Sales may be booming but experts say there is room for improvement in both the quality and range of meat and dairy alternatives. David Burrows reports.
Sales of plant-based food and drink increased 49% to €3.6bn between 2018 and 2020, according to new data compiled by Nielsen for the EU’s smart protein project and ProVeg International.
Few will be surprised. This was already a hot trend, but the pandemic appears to have “added to the momentum”, suggested Kai-Brit Bechtold, senior consumer research scientist at ProVeg International, during a webinar to present the findings last week.
The data was for grocery sales across 11 European markets, but foodservice companies focused on developing new plant-based menu options will be buoyed by the findings too.
So, what else did the data show and what does it mean for food companies?
The UK is a key market for plant-based products. Of the 11 countries for which grocery data were compiled the UK boasted the largest market for meat-free meat (€502m, with sales up 36%). With total sales of €226m (up 107% in the two year period), it was also the fourth largest market for plant-based milks (Germany, at €396m remains the largest). Oat milks led the way. They are “on fire” suggested Bechtold.

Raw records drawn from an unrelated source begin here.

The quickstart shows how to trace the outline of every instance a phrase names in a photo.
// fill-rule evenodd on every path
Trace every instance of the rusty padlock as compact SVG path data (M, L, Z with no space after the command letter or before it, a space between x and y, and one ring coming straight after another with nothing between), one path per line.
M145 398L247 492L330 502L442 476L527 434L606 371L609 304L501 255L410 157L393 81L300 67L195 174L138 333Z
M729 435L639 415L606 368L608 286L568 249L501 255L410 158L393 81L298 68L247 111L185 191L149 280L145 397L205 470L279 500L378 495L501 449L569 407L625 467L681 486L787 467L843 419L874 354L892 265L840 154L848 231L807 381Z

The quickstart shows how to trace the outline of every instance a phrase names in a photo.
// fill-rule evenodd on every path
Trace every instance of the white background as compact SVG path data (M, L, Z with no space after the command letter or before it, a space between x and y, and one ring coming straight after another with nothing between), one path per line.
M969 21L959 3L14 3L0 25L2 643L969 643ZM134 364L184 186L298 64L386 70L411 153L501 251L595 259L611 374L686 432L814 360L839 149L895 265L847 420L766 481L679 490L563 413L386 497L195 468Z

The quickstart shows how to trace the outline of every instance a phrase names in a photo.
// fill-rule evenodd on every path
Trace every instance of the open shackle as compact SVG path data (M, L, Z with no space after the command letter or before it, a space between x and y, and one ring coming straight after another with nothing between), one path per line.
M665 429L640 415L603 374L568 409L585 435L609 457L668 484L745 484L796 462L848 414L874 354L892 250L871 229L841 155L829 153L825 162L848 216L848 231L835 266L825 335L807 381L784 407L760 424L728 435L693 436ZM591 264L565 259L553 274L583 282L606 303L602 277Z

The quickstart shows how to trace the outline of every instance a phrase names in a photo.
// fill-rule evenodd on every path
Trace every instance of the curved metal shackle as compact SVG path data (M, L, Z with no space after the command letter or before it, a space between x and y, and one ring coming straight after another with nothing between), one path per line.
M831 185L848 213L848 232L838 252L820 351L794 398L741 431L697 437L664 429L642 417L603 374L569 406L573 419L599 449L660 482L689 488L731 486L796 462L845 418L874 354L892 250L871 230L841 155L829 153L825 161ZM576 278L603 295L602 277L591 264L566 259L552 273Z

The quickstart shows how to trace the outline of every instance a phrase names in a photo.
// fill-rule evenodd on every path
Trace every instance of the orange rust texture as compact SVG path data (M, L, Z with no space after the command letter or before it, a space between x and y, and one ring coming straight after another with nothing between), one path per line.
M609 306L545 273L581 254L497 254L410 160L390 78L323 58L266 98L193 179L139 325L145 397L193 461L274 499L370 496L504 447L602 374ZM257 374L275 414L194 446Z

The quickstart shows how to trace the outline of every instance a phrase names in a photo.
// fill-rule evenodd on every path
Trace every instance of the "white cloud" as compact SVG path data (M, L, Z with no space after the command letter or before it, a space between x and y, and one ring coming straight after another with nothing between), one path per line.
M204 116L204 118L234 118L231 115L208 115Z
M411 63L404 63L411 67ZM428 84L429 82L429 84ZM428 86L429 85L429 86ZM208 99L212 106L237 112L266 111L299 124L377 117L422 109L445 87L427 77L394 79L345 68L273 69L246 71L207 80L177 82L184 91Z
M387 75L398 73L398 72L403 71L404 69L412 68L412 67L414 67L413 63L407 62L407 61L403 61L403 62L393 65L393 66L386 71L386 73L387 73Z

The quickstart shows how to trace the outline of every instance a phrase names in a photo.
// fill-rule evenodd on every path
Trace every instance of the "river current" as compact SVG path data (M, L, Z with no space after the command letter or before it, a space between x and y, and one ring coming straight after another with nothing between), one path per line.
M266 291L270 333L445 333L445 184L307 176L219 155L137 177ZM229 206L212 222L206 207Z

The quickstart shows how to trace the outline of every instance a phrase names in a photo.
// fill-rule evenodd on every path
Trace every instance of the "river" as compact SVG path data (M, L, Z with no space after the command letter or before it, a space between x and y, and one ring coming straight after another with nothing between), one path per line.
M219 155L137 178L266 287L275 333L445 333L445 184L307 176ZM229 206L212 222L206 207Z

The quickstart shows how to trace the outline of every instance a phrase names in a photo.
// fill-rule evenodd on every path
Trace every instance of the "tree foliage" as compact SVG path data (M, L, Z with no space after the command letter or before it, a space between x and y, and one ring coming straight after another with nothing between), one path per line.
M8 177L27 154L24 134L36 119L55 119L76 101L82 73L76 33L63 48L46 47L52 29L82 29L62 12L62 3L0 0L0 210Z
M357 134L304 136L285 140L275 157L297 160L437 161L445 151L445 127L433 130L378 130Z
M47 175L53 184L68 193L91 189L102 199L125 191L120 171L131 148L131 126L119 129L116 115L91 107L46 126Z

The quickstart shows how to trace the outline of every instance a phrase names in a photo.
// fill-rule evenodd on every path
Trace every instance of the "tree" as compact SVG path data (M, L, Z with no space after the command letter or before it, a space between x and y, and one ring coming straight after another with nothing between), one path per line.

Milk and meats are the largest categories across Europe, with sales of €1.6bn (up 36%) and €1.4bn (up 68%) respectively. But there are plenty more opportunities. Spelt and nut-based milks, for example, are showing “tremendous growth”.
Meanwhile, in meat alternatives there is a move from fresh to frozen products as shoppers seek convenience. Burgers, sausages and slices remain the most popular formats but whole cuts could be an area to focus on, suggested Bechtold.
Vegan cheese and ‘fake’ fish remain relatively untapped segments. Sales of the former increased 112% to €60m but accessibility, affordability and taste are all problems. “Cracking the cheese code would be incredibly lucrative,” said Bechtold. “It’s one of the most exciting categories.” Fish, meanwhile, needs to spread beyond ‘fingers’ with fillets and other products, which should also be fortified to make them healthier.
Still, Bechtold spoke of a “fundamental shift” in consumption patterns that was now underway. This started “long before” covid-19 broke out and will continue when restaurants reopen. Other experts have forecast a potential covid health kick will drive interest and uptake of healthier foods, including vegan and vegetarian.
Consumers are, undoubtedly, thinking more about their health and the planet. That slaughterhouses and meat packaging plants from Merthyr Tydfil to Gütersloh in Germany are in the spotlight due to outbreaks of covid-19 among workers has given the meat-free movement another welcome shot in the arm.
“People may come to reflect on how they get their meat, what they are prepared to pay for it, and what conditions they expect the animals and the workers to endure so they can have it,” noted the BMJ in an editorial in July.
But let’s not get too carried away: it’s still very early days in the shift towards more sustainable diets (and let’s not forget sustainable diets can include some meat and dairy). Indeed, Mintel recently claimed that meat, especially processed meat, was proving “comforting” to shoppers during the pandemic. Sales of bacon, sausages and burgers were all up last year.
“Global crises like the pandemic make people look for the familiar rather than taking risks on something they haven't had before,” Mintel global food and drink analyst Ed Bergen told Footprint. "However, we have continued to see growth in sales of plant-based foods.”
Plant-based foods are certainly in rude health, as the new Nielsen figures show, but sales remain dwarfed by those of meat – and may remain so for some time.
Innovation will need to consider rising interest in ‘clean label’ products – generally speaking those with fewer, more wholesome or healthy ingredients. Indeed, plant-based products can be highly processed, with long ingredients lists, which are beginning to put some consumers off. There is “a lot of work to do” and “a lot of products can be improved”, Bechtold concluded.